Thomas gives the example of an event being organised in a hotel located in a valley so, although the predicted rain was only light, all the water collecting on the surrounding hills streamed down and flooded the venue’s lawns. “We always carry a variety of kit, including equipment that means we can put a marquee up in a car park if necessary. In this case, that’s what we had to do, as there was no way we could put it up on the rain-soaked ground.” Thomas and Gott both believe in bringing equipment to cover all situations, especially technical needs such as back-up laptops, extension leads and printers.
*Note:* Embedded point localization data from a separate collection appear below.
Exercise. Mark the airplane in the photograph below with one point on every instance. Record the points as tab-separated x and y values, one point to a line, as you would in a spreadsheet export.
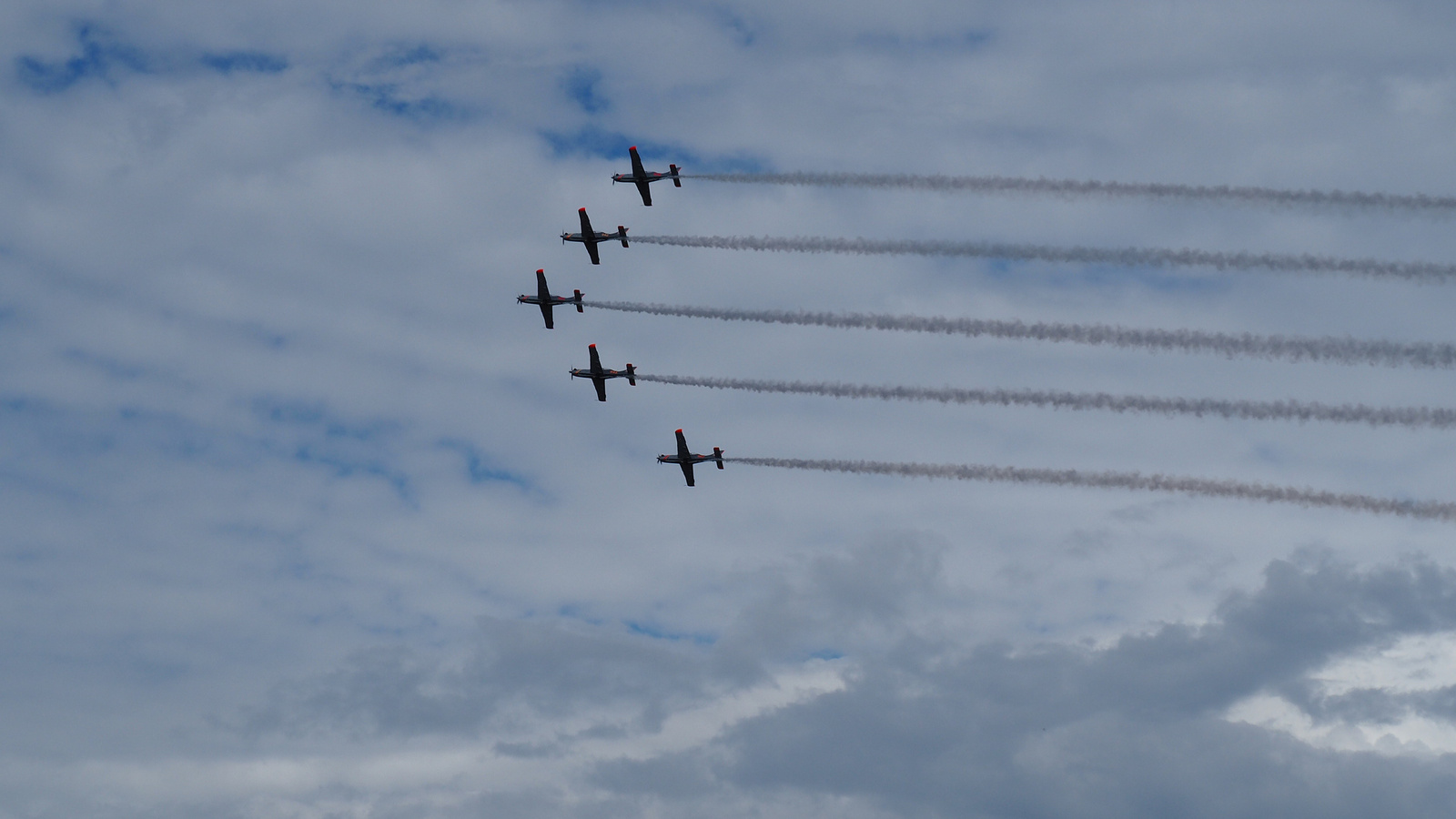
599	376
641	177
686	460
546	300
590	237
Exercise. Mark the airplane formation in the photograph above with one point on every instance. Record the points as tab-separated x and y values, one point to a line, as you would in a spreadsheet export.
594	372
1266	347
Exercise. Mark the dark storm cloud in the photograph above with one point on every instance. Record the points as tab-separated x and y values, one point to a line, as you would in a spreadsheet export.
1126	731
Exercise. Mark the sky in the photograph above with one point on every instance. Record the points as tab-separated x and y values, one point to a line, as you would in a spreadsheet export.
303	516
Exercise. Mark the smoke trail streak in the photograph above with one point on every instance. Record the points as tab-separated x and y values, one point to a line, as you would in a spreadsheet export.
1206	487
1337	350
1412	417
1232	194
1130	257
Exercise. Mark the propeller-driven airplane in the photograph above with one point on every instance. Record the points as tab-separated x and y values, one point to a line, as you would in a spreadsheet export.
546	300
590	238
686	460
599	376
641	177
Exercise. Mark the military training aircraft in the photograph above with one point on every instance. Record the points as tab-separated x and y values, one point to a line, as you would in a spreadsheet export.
546	300
599	376
641	177
590	237
686	460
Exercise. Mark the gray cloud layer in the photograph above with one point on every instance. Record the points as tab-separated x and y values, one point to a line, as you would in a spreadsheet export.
1128	731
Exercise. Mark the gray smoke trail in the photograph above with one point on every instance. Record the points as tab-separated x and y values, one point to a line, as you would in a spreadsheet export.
1234	194
1208	487
1200	407
1130	257
1285	347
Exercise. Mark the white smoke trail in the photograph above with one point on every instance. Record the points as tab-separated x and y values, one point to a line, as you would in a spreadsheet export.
1337	350
1412	417
1130	257
1232	194
1206	487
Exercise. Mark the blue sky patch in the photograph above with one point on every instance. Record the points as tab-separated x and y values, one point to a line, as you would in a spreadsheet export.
581	86
99	57
480	468
402	57
612	145
385	96
672	636
245	62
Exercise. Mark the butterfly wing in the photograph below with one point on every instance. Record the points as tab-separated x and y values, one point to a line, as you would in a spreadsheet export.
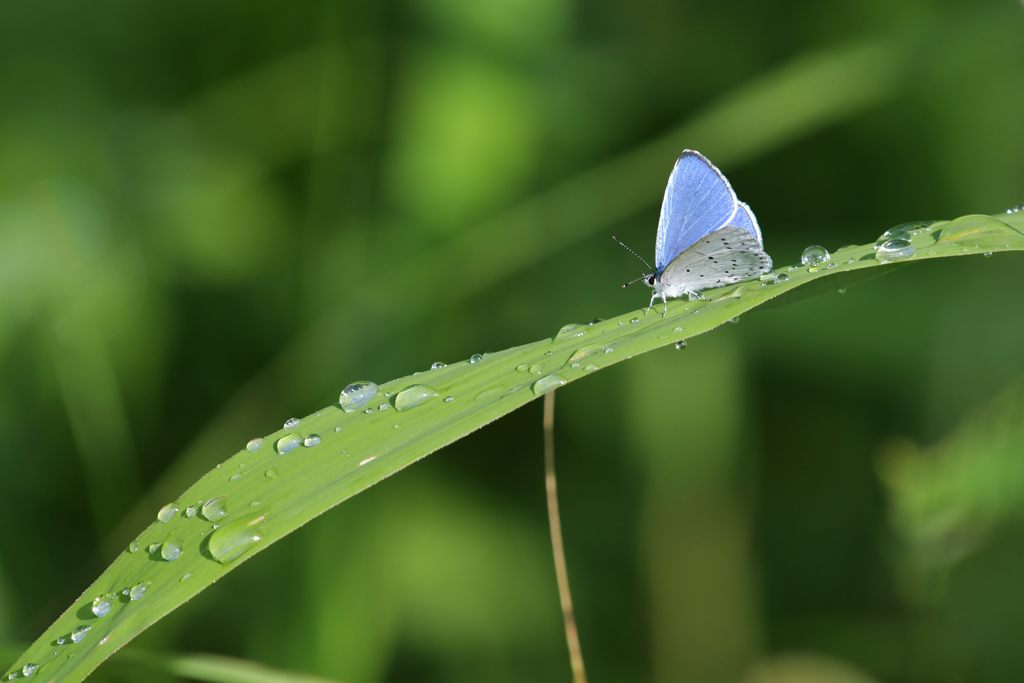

Julius Solaris, editor of the Event Manager Blog, adds that these days there is another potential problem area that managers are starting to encounter – social media. “It is not uncommon to see attendees expressing negative feedback on a speaker or the event organisation on networks such as Twitter,” she says. So how to combat it? “Keeping an active role on social networks usually helps with having constructive conversations and singles out troublemakers almost immediately,” says Solaris. Some people are determined to spoil the fun. But the best event managers outmanoeuvre them.
CASE STUDY: When volcanoes go wrong
In April 2010 the sleeping Eyjafjallajökull volcano in Iceland decided to wake up, erupting beneath its glacier ice cap and spewing out tons of ash that forced major airports across Europe to close.
The news was full of stranded holidaymakers, but there were also thousands of British people missing from their desks after the chaos as return flights from conferences and business trips were cancelled.
Charlotte Graham-Cumming, managing director of marketing and events for the aptly named Ice Blue Sky, had 250 sales managers stranded in Lisbon. “The ash cloud was something so unpredictable that it caught even the most experienced event managers out,” she recalls. “Thankfully, we have always cultivated great working relationships with local companies in the overseas locations where we have events taking place. That’s something I would advise any manager organising events abroad to do.
“This really came into its own when the ash cloud hit. We were able to contact several travel and hospitality companies on the ground in Lisbon. Because we had developed such good relationships with them, they were quick to help out and we were able to secure alternative transport back to the UK for the delegates.”